Un baromètre réalisé par l’École de Guerre Économique et l’institut Verian révèle que 86 % des Français perçoivent désormais la France comme vulnérable face à la domination technologique des puissances étrangères. Dans un contexte marqué par l’émergence de l’intelligence artificielle et les tensions géopolitiques, cette évolution illustre une prise de conscience profonde : le numérique n’est plus une question d’innovation ou d’économie, mais un terrain stratégique où la sécurité nationale et la puissance sont en jeu.
« Le public ne voit plus le numérique comme un domaine neutre », explique Christian Harbulot, directeur de l’École de Guerre Économique. « Il s’agit désormais d’un espace de confrontation où chaque décision technologique impacte directement la capacité à agir et à défendre son indépendance. »
Le rapport met également en lumière des priorités claires : 35 % des Français exigent une stratégie nationale structurée pour sécuriser les infrastructures critiques, tandis que 27 % appuient des investissements massifs dans les technologies stratégiques. « La souveraineté numérique repose sur la capacité à produire et à innover », insiste Sébastien Crozier, président du think tank Géopolitique du numérique & de la CFE-CGC Orange. « Sans une industrie forte et autonome, la dépendance étrangère ne saurait être résolue par des régulations unilatérales. »
Malgré une inquiétude croissante, les résultats montrent que 84 % des Français estiment encore que la France peut renforcer son positionnement.

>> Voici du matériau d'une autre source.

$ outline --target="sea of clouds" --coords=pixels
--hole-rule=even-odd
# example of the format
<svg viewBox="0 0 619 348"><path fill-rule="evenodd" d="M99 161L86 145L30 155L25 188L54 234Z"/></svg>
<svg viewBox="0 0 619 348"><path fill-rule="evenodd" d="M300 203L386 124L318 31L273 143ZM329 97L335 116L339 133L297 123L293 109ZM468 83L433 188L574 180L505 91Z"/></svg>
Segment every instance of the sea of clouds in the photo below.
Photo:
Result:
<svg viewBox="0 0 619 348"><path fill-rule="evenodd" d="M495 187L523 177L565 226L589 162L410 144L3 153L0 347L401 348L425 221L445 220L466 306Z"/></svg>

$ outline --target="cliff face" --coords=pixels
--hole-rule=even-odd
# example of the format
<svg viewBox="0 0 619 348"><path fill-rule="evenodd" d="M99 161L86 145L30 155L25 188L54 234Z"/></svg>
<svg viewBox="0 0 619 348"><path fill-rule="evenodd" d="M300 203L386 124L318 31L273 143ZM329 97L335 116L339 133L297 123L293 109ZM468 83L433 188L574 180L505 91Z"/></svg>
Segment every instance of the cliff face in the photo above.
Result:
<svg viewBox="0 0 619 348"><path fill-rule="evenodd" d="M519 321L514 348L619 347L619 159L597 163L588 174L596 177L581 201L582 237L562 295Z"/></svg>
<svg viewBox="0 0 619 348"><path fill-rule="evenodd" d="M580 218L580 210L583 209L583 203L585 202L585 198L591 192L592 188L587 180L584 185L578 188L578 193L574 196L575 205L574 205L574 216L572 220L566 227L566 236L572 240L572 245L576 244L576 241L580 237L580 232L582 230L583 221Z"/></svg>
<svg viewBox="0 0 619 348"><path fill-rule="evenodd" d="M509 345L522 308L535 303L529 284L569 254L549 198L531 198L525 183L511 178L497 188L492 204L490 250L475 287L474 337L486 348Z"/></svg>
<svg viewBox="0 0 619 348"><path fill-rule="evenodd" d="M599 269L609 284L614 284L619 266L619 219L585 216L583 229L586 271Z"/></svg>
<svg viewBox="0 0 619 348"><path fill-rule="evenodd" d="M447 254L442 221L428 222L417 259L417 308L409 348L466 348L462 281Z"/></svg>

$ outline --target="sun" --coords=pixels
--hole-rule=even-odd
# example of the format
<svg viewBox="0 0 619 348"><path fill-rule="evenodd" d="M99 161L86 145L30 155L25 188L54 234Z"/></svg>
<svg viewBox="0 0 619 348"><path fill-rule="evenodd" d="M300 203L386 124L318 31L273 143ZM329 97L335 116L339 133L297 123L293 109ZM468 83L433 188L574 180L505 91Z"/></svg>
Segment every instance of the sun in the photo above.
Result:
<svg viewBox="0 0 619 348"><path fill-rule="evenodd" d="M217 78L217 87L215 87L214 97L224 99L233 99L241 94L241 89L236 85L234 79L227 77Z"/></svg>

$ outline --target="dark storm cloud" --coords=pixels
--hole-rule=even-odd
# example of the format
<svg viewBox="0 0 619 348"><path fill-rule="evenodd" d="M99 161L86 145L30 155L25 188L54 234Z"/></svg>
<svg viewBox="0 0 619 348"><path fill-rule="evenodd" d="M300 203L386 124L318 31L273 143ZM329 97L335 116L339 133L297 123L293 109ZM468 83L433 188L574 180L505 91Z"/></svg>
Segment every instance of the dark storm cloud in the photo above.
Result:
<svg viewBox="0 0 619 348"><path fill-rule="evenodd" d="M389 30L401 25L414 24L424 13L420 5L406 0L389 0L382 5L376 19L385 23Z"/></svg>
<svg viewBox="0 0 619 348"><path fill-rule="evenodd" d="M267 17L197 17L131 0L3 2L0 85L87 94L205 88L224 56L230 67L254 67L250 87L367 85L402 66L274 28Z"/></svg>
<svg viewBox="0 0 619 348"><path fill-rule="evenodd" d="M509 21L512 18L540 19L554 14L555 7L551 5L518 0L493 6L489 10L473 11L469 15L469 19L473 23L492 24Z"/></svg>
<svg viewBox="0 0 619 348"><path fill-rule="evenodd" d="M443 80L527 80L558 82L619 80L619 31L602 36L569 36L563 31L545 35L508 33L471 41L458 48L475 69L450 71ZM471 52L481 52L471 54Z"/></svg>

Pourtant, le rapport souligne qu’une réelle autonomie requiert des efforts immédiats : sans un engagement industriel et technologique durable, la France restera à la merci d’acteurs externes. Le défi n’est pas seulement économique, mais stratégique – et chaque retard risque de consolider une dépendance qui menace l’autonomie nationale dans les décennies à venir.